La demografia è impietosa, sono numeri e non parole, promesse o auspici: 425 mila nascite nel 2019, minimo storico, con l’aggravante che se non si interviene subito, con liquidità vera utilizzando il recovery fund, questa emergenza COVID peggiori ulteriormente questa drammatica criticità. Il numero degli ultra ’80 ha superato il numero dei nuovi nati, il rapporto lavoratori/pensionati è ormai alle soglie del 1:1, il PIL senza nuove generazioni non crescerà mai e le culle vuote sono il segno tangibile di un Paese – e di governi – che sono incapaci di pensare al futuro. Tutti insieme dobbiamo avere coscienza che se si vuole che il treno riparta, il binario del nuovo viaggio ha due rotaie, entrambe indispensabili: misure economiche, fiscali, sociali (assegno universale, fiscalità secondo il quoziente familiare, conciliazione lavoro-famiglia, contributi figurativi, flessibilità, part-time reversibili e congedi parentali adeguati), ma un altrettanto chiaro cambio di rotta culturale che dia valore alla scelta di “metter su casa”, di fare una famiglia, di fare figli, di mostrare con orgoglio e onore la bellezza della genitorialità, maternità e paternità. Finché il trend culturale propone la procreazione come un di più, un fatto esclusivamente privato, quando non un lusso per pochi o, peggio, una sorta di prigione esistenziale che limita la libertà del singolo, donne in primis; fino a quando mettere al mondo una nuova vita è presentato come una scelta per “sfigati” e si profondono a piene mani risorse per incentivare gli aborti, mentre non si dà un solo euro per fare in modo che possa nascere un bimbo in più (ricordiamoci che siamo il Paese con oltre sei milioni di aborti, e non un solo progetto di tutela della maternità come vorrebbe la stessa legge 194), fino a quando si allocano 200 milioni per monopattini e si scrivono leggi regionali che garantiscono la pillola abortiva a casa, mentre la voce “aiuto alla natalità” rimane un sacco vuoto di fondi, non si rilancerà proprio nulla, si metteranno cerotti su ferite profonde, si somministrerà aspirina ad una società che ha il cancro.

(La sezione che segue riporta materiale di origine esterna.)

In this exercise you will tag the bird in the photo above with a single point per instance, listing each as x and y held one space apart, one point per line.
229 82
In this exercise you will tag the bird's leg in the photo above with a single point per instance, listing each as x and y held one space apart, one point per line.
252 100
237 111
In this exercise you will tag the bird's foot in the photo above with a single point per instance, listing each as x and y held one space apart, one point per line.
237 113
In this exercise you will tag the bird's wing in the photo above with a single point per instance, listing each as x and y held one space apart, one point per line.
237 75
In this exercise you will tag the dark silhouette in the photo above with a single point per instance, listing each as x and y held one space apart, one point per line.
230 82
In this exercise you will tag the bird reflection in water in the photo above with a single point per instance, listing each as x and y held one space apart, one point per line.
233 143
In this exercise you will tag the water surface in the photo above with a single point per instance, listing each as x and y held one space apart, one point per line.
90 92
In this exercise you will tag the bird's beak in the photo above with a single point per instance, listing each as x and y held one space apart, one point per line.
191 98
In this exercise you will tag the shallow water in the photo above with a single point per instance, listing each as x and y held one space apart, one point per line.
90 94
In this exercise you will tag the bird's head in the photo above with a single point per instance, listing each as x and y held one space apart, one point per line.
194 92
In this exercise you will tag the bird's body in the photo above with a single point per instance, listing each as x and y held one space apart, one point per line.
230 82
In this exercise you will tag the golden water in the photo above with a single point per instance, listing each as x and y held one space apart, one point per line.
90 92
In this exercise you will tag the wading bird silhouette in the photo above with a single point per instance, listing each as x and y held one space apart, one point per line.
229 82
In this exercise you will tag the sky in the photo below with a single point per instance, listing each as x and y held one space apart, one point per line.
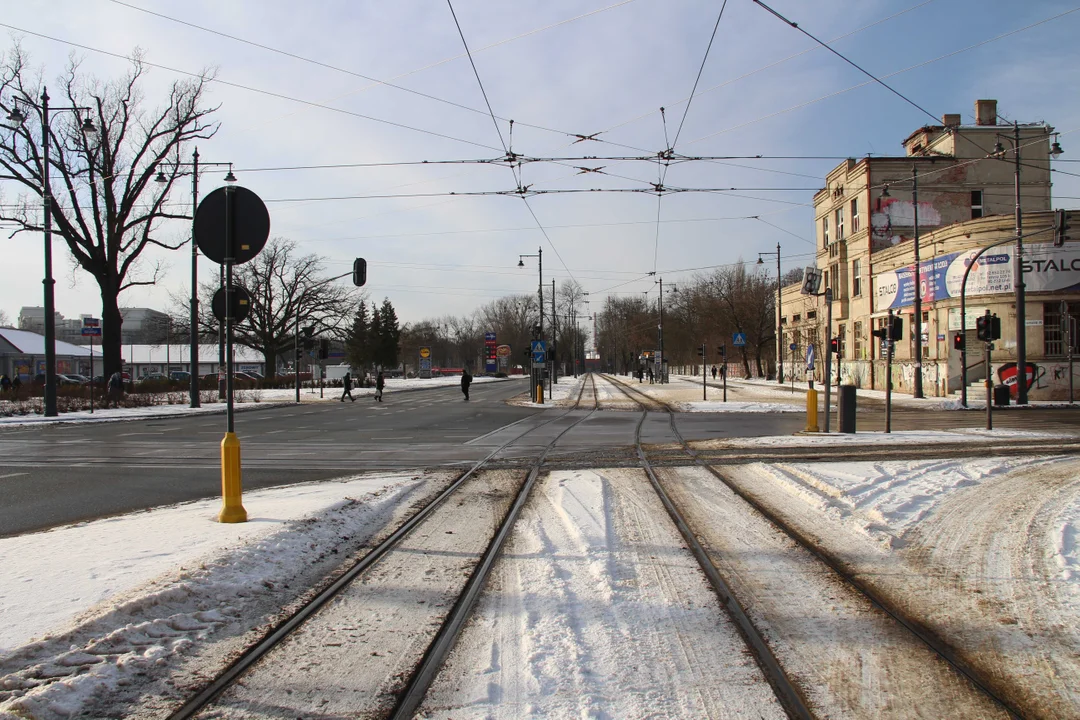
305 85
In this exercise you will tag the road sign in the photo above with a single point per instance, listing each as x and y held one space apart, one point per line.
539 350
241 304
251 221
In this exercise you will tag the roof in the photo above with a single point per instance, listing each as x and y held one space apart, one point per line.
32 343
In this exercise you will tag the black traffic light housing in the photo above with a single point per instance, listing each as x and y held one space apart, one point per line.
988 328
1061 228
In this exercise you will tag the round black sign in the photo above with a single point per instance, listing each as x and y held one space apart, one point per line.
241 304
251 225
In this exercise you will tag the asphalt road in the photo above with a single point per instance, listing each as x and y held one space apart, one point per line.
67 473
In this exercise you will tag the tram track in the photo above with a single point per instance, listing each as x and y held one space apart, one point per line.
793 697
454 621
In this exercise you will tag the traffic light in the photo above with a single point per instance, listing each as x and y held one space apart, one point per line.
1061 228
896 330
988 328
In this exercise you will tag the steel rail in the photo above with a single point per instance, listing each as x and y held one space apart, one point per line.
929 638
283 629
441 646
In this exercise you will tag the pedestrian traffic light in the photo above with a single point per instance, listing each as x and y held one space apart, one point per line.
1061 228
896 328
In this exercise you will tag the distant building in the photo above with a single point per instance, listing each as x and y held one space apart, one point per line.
865 228
139 325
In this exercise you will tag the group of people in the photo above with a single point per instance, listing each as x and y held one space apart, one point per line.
380 383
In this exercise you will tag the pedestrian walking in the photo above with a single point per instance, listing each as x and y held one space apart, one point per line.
116 392
347 383
466 381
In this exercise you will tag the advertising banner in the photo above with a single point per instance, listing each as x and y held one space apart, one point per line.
1045 269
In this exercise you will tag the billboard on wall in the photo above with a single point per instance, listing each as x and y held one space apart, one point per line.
1045 269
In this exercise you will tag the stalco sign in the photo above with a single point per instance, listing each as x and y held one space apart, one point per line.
1045 269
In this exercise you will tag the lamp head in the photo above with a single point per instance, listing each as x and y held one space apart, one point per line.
16 117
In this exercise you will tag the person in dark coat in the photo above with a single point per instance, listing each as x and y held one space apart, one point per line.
466 381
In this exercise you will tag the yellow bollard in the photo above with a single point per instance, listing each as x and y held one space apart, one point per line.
232 510
812 411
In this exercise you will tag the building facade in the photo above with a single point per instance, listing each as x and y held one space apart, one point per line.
957 193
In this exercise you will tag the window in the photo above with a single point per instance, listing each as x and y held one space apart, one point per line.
1055 337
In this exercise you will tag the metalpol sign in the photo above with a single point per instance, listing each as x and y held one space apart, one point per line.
1045 269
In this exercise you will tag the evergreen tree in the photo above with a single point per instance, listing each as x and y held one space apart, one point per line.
374 333
358 345
389 335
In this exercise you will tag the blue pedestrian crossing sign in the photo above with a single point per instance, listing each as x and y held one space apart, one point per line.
539 351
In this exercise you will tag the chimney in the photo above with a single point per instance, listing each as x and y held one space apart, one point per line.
986 112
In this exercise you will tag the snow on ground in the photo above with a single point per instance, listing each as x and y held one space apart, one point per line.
596 610
244 399
86 610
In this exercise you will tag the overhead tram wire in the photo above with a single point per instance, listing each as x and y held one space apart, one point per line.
250 89
885 77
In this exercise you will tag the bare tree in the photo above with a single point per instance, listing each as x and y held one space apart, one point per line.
106 204
284 287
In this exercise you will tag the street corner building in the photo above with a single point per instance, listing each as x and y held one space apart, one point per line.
958 189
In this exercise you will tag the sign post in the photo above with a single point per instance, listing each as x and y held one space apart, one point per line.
231 227
91 327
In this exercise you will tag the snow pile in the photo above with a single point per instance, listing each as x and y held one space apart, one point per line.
886 499
157 584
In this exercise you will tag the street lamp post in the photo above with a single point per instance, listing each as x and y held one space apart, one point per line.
193 338
521 263
16 118
780 316
1018 286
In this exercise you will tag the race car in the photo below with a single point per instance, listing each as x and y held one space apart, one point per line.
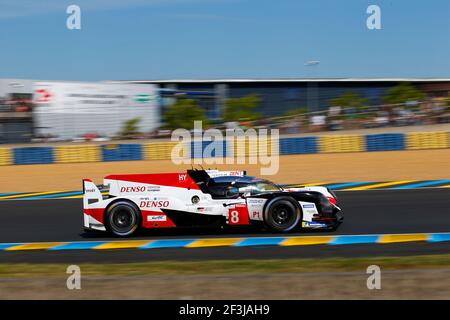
198 198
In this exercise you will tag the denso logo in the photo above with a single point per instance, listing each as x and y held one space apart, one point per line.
133 189
154 204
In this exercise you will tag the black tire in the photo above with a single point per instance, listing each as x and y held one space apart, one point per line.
122 218
282 214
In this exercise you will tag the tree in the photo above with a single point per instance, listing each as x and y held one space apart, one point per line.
402 93
241 108
349 99
130 127
183 113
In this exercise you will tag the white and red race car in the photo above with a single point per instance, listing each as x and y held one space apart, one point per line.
204 198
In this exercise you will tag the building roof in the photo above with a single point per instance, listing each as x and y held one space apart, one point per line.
246 80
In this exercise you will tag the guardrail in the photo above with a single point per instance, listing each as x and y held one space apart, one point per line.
162 150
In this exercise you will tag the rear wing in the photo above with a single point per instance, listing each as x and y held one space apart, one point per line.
91 193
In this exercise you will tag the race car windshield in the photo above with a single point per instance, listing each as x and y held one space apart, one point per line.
263 186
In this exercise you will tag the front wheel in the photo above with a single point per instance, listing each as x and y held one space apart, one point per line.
282 214
122 218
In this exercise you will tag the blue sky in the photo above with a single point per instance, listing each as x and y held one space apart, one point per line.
166 39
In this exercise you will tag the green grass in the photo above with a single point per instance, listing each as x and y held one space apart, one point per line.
229 266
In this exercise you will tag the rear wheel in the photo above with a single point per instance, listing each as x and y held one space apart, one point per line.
282 214
123 218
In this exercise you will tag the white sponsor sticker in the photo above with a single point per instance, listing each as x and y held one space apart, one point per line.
157 218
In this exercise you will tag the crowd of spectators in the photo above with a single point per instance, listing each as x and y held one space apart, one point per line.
15 105
433 111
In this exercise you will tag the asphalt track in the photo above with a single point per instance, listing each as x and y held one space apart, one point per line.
366 212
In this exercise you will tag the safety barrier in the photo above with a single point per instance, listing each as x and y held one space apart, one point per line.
228 148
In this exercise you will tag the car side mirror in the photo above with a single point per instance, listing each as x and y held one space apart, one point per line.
245 191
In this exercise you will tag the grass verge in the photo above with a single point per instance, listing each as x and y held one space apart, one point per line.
9 270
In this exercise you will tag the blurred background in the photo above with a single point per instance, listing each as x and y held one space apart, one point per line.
56 111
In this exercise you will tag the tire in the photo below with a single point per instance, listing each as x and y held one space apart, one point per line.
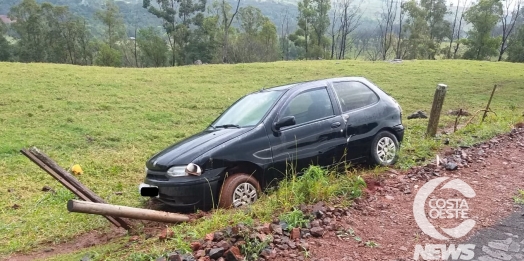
241 183
386 142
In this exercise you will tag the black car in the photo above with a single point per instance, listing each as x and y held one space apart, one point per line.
249 146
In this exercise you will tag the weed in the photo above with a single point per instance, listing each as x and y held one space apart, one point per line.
519 198
124 131
371 244
253 246
294 219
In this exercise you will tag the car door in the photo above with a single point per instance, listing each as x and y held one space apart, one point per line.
313 139
359 107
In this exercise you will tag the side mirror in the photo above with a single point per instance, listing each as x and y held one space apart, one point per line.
285 121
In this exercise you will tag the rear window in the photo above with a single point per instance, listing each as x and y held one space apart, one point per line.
353 95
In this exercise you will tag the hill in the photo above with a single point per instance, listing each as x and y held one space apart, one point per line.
110 120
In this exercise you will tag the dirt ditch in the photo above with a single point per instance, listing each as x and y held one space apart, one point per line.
380 226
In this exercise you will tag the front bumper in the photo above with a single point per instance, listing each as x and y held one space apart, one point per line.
190 191
399 132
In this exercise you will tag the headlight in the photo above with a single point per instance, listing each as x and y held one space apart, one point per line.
180 171
177 171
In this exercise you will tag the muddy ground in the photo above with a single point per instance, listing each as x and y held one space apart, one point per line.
381 226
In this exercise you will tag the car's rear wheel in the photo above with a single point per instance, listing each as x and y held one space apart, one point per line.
239 190
384 149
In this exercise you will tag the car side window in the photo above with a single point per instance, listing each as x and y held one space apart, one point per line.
353 95
309 106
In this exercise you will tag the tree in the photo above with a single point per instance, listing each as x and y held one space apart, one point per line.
483 17
227 20
333 33
459 30
5 47
153 48
398 51
385 24
112 19
305 18
285 33
456 28
516 46
435 10
508 25
108 56
320 24
177 29
349 21
29 26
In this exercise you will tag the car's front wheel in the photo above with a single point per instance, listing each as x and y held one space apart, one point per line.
384 149
239 190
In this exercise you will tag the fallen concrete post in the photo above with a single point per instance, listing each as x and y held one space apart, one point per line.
123 211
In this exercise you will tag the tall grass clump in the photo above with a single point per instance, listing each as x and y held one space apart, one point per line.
314 185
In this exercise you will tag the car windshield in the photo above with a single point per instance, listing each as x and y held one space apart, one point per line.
247 111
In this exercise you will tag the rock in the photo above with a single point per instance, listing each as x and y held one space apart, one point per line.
266 253
295 233
451 166
264 228
176 257
218 236
277 229
87 257
417 115
200 253
317 231
223 244
261 237
233 254
165 234
315 223
196 245
459 112
216 253
47 188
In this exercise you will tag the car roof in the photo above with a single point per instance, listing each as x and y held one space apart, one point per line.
312 83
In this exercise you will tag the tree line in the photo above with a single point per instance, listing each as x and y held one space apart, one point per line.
219 32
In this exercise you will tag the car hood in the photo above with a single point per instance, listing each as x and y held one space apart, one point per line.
185 151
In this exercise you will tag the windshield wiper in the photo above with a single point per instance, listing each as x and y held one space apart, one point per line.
228 126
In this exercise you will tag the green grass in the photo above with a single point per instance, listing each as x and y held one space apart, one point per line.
110 121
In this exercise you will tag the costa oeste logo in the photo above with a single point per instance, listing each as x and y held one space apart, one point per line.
440 208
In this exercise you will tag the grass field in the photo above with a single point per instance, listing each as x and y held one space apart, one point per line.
110 120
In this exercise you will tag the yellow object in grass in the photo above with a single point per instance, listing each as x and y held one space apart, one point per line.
77 170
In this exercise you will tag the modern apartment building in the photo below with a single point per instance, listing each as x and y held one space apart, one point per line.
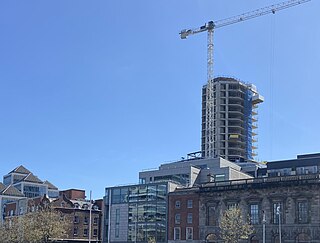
235 120
29 184
136 213
195 213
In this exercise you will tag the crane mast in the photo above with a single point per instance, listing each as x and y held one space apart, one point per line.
209 27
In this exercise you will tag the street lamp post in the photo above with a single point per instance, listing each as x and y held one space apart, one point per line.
279 214
263 227
90 208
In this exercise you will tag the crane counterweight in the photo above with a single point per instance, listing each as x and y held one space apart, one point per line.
210 27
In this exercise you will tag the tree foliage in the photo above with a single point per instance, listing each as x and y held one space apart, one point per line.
233 227
35 227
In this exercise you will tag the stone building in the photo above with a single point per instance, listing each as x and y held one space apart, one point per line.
76 210
297 197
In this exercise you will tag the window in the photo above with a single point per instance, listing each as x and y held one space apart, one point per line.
177 204
211 215
95 221
189 233
177 233
231 205
117 216
117 231
189 219
277 212
254 213
85 221
117 223
190 204
76 219
303 212
177 218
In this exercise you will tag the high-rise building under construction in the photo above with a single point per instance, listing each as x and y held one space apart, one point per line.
234 120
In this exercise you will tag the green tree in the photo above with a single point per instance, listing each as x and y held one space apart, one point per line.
233 227
41 226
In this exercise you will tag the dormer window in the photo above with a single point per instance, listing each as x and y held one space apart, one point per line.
85 206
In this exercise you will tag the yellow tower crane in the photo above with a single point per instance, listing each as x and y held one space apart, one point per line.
209 28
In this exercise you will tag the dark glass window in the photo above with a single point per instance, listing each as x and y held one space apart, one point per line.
254 213
303 212
277 212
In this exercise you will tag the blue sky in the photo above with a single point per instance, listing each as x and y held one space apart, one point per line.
92 92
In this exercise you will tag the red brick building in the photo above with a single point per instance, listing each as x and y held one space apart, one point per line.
76 210
183 220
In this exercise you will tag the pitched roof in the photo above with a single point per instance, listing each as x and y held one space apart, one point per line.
2 186
21 170
32 178
50 185
12 191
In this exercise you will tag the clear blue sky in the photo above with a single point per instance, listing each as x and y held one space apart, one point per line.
92 92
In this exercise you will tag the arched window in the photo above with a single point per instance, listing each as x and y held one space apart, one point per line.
303 238
276 239
211 238
254 239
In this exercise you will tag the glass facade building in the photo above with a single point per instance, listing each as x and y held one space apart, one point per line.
136 213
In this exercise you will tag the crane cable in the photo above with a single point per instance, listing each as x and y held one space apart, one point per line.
271 85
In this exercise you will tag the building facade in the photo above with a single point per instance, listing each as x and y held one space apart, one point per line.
234 122
194 171
294 201
77 211
29 184
136 213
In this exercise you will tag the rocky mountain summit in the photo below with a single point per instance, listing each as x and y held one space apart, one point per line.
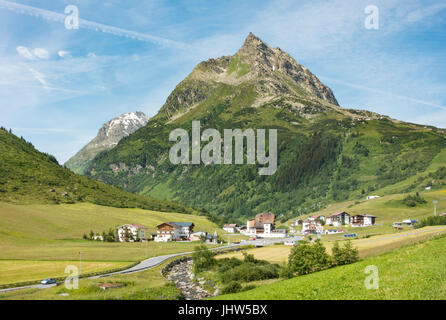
270 71
324 151
108 136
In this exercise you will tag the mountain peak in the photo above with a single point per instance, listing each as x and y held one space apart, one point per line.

Il “recovery fund” è un’occasione da non perdere per riposizionare la famiglia nel ruolo di motore della società che le compete. A partire da oggi, perché con le promesse per il domani non si rilanciano ne occupazione ne consumi. Ogni giorno che passa è un giorno perso e, come dice il proverbio, non è mai saggio rimandare a domani quello che si può fare oggi.